The usage scenario I imagine is that one allocates all the hosts in a
cluster, runs some mapreduce computations, then de-allocates all hosts.
I didn't think one would normally re-size the cluster in the middle of
a computation. Why would you want to do that?
Doug
Lee wrote:
I was also contemplating EC2 in regards to Hadoop. One of the issues I was
thinking of was, assuming you are dynamically allocating and deallocating
hosts, would you need to be careful of how fast you released hosts? Is
there currently any graceful way of letting Hadoop deal with removing a
host? I.E letting any mapreduce tasks finish and moving chunks to another
box.
Lee
On 10/11/06, Doug Cutting <[EMAIL PROTECTED]> wrote:
Trevor Strohman wrote:
> Grid Engine: All the machines available to me run Sun's Grid Engine for
> job submission. Grid Engine is important for us, because it makes sure
> that all of the users of a cluster get their fair share of
resources--as
> far as I can tell, the JobTracker assumes that one user owns the
> machines. Is this shared scenario you're interested in supporting?
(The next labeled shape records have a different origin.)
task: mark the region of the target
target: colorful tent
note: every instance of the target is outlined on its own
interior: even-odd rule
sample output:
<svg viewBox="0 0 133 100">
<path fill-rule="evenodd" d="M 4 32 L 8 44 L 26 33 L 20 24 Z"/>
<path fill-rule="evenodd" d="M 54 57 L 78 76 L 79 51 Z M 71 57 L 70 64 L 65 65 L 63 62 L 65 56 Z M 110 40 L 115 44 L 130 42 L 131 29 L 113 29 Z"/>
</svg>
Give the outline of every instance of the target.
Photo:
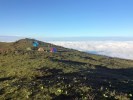
<svg viewBox="0 0 133 100">
<path fill-rule="evenodd" d="M 38 47 L 38 46 L 39 46 L 39 43 L 38 43 L 37 41 L 34 41 L 34 42 L 33 42 L 33 46 L 34 46 L 34 47 Z"/>
<path fill-rule="evenodd" d="M 44 49 L 43 49 L 42 47 L 40 47 L 40 48 L 38 49 L 38 51 L 44 51 Z"/>
<path fill-rule="evenodd" d="M 50 52 L 57 52 L 57 49 L 56 48 L 51 48 Z"/>
<path fill-rule="evenodd" d="M 28 51 L 30 51 L 30 50 L 32 50 L 30 47 L 28 47 L 28 48 L 26 48 L 26 50 L 28 50 Z"/>
</svg>

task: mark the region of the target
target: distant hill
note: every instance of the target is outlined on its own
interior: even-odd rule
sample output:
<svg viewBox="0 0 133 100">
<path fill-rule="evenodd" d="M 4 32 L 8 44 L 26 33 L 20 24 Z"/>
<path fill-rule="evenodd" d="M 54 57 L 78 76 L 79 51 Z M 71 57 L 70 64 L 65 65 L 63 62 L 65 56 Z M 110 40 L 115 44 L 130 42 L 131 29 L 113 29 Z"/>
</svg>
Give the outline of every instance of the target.
<svg viewBox="0 0 133 100">
<path fill-rule="evenodd" d="M 57 52 L 46 52 L 51 47 Z M 0 42 L 0 99 L 132 100 L 133 61 L 35 39 Z"/>
</svg>

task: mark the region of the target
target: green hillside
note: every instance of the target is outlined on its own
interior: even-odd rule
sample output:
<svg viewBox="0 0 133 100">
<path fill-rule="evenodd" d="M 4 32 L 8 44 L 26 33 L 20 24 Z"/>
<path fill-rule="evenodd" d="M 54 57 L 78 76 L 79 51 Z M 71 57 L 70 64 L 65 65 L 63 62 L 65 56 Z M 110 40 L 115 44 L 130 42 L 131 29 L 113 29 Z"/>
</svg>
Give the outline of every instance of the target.
<svg viewBox="0 0 133 100">
<path fill-rule="evenodd" d="M 0 42 L 0 100 L 133 99 L 132 60 L 33 41 Z"/>
</svg>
Yes. We'd like Hadoop's MapReduce to be able to live on top of such
systems. Some are already experimenting with Hadoop on Condor, but I've
not yet heard of anyone using Hadoop on Sun's Grid engine.
http://issues.apache.org/jira/browse/HADOOP-428
http://www.cs.wisc.edu/condor/CondorWeek2006/presentations/paranjpye_yahoo_condor.ppt
> Would you consider supporting job submission systems like Grid
Engine or
> Condor?
Definitely. I'm also interested in supporting Amazon's EC2, since it
removes the need of purchasing and maintaining a cluster. In
particular, Amazon's prices seem, for many applications, to be
considerably cheaper than operating one's own cluster.
> Record I/O: [ ...]
> and my TypeBuilder class generates code for all possible orderings of
> this class (order by word, order by count, order by word then count,
> order by count then word). Each ordering has its own hash function and
> comparator.
>
> In addition, each ordering has its own serialization/deserialization
> code. For example, if we order by count, the serialization code stores
> only differences between adjacent counts to help with compression.
>
> Is this code you'd be interested in?
Yes, this sounds very interesting. Does it build on the Record IO
classes or is it completely separate?
Thanks,
Doug